RAG puts relevant documents in the prompt before the model answers. It's the right answer for "the model needs information it doesn't have," but it's also the most over-engineered part of most AI apps.
Before reaching for RAG
- Does the corpus fit in context? Frontier models hold 200K-2M tokens. If your knowledge base is under 100K tokens, just paste it in. Cache the prefix.
- Is the question really about retrieval? Many "RAG" problems are actually classification or extraction. Don't retrieve when you can deterministically look up.
- Do you need fresh data? A web search tool is often a better fit than a vector store.
The minimal pipeline
- Chunk the source documents. Start with paragraphs or fixed token windows. Refine later.

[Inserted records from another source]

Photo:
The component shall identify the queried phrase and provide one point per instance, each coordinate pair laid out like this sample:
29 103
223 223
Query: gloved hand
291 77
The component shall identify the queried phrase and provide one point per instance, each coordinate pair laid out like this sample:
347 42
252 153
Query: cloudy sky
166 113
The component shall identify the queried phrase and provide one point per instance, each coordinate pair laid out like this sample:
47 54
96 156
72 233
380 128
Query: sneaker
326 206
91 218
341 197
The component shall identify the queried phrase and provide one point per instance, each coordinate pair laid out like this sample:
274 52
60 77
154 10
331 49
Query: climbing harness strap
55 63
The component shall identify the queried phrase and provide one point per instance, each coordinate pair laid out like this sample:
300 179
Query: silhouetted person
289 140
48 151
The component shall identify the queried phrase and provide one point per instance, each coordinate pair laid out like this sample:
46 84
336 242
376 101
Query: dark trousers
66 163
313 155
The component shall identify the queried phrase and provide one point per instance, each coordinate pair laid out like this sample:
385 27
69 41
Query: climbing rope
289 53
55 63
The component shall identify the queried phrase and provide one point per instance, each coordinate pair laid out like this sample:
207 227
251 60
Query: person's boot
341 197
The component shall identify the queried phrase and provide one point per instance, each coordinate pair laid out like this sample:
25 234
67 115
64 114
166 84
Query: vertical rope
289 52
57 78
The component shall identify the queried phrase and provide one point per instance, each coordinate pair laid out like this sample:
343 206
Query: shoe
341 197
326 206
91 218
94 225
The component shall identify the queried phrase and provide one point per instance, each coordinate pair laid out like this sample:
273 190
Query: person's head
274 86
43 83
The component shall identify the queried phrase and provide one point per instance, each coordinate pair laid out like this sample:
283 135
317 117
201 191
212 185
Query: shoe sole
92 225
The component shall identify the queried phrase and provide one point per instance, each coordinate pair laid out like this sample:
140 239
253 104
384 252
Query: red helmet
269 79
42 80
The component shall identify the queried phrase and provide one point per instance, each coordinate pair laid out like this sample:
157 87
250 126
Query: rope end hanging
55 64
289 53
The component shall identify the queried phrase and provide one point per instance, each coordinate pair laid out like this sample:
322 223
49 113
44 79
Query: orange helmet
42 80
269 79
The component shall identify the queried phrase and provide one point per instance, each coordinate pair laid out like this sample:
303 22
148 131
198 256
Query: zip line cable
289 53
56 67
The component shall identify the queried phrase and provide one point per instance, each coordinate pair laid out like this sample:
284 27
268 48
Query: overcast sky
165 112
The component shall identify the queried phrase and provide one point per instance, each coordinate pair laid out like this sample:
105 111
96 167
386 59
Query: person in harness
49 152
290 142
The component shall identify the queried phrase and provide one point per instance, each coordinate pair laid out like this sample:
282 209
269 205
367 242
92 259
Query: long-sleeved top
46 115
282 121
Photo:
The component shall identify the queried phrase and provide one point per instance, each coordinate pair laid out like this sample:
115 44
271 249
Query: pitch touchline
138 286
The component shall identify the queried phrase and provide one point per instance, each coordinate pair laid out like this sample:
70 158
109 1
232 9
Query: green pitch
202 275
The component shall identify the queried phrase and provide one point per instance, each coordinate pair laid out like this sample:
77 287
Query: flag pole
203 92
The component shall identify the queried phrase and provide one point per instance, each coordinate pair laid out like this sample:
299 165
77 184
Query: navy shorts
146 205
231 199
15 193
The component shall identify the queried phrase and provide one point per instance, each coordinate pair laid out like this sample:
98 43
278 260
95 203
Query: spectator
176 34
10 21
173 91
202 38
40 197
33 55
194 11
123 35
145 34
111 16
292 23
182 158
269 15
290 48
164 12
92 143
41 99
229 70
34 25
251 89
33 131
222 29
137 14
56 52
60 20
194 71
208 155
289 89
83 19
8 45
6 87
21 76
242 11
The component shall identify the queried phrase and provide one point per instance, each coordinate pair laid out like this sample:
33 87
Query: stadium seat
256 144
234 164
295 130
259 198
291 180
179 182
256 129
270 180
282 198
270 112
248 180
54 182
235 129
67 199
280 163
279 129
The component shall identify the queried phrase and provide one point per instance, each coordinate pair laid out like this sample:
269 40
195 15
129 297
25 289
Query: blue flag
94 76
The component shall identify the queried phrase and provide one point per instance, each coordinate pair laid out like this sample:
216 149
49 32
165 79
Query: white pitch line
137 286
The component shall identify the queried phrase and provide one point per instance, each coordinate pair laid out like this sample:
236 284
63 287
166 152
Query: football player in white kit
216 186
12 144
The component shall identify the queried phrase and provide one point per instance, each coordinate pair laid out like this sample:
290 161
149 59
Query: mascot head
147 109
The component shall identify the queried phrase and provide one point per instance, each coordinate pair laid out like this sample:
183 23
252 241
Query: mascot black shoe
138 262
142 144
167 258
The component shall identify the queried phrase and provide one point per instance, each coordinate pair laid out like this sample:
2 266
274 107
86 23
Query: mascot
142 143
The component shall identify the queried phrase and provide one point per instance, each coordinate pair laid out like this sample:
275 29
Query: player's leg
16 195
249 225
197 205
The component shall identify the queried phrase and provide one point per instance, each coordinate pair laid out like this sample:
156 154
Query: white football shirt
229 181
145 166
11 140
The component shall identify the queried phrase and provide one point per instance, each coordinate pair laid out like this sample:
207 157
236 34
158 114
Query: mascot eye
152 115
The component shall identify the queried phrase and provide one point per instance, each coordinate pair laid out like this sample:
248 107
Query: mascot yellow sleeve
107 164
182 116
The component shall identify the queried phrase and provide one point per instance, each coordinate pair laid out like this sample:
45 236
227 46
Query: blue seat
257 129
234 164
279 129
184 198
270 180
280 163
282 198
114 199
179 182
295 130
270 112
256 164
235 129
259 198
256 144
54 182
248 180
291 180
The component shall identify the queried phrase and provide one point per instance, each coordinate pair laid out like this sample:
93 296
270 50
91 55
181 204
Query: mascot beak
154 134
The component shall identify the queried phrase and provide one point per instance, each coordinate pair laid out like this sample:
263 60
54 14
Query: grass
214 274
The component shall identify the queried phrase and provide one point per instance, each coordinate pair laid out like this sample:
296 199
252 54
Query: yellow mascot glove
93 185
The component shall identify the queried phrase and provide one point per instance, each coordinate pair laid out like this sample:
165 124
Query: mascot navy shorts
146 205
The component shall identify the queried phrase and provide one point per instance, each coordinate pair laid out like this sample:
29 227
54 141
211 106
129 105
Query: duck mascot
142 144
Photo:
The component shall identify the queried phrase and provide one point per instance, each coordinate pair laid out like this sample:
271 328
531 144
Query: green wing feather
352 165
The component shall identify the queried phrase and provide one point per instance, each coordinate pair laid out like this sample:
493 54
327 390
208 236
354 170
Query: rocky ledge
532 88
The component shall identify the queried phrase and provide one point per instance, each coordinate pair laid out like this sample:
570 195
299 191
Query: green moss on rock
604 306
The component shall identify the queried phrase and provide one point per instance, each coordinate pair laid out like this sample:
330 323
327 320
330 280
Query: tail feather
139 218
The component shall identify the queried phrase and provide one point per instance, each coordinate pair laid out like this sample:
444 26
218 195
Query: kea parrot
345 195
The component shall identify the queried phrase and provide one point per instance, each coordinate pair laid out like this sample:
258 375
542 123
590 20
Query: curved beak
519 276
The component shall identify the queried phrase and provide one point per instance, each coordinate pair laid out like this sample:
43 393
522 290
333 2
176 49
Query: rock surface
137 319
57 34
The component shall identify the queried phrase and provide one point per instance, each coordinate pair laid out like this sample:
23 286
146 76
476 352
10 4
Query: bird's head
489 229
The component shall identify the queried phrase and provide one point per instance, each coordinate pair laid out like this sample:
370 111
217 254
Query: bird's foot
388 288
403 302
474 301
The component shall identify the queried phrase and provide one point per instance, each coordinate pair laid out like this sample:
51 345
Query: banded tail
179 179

- Embed each chunk with a model like
text-embedding-3-large or Voyage voyage-3.
- Store in any vector database: Postgres with pgvector, Qdrant, Pinecone, Turbopuffer.
- Retrieve the top K chunks by cosine similarity to the query.
- Rerank with a cross-encoder (Cohere Rerank, Voyage Rerank). Big quality win for small cost.
- Stuff the top reranked chunks into the prompt with clear citations.
What moves the needle
- Hybrid search. Combine BM25 (keyword) with dense retrieval. Most corpora benefit.
- Reranking. Often more impact than swapping embedding models.
- Better chunking. Paragraph-aware, structure-aware, or per-document logic beats fixed windows.
- Query rewriting. Use the model to expand or rephrase the query before searching.
- Metadata filters. Filter by user, doc type, date before semantic search.
What rarely moves the needle
- Swapping vector databases.
- Changing the embedding model from a recent good one to a different recent good one.
- HyDE, multi-query, and other clever query expansions on small corpora.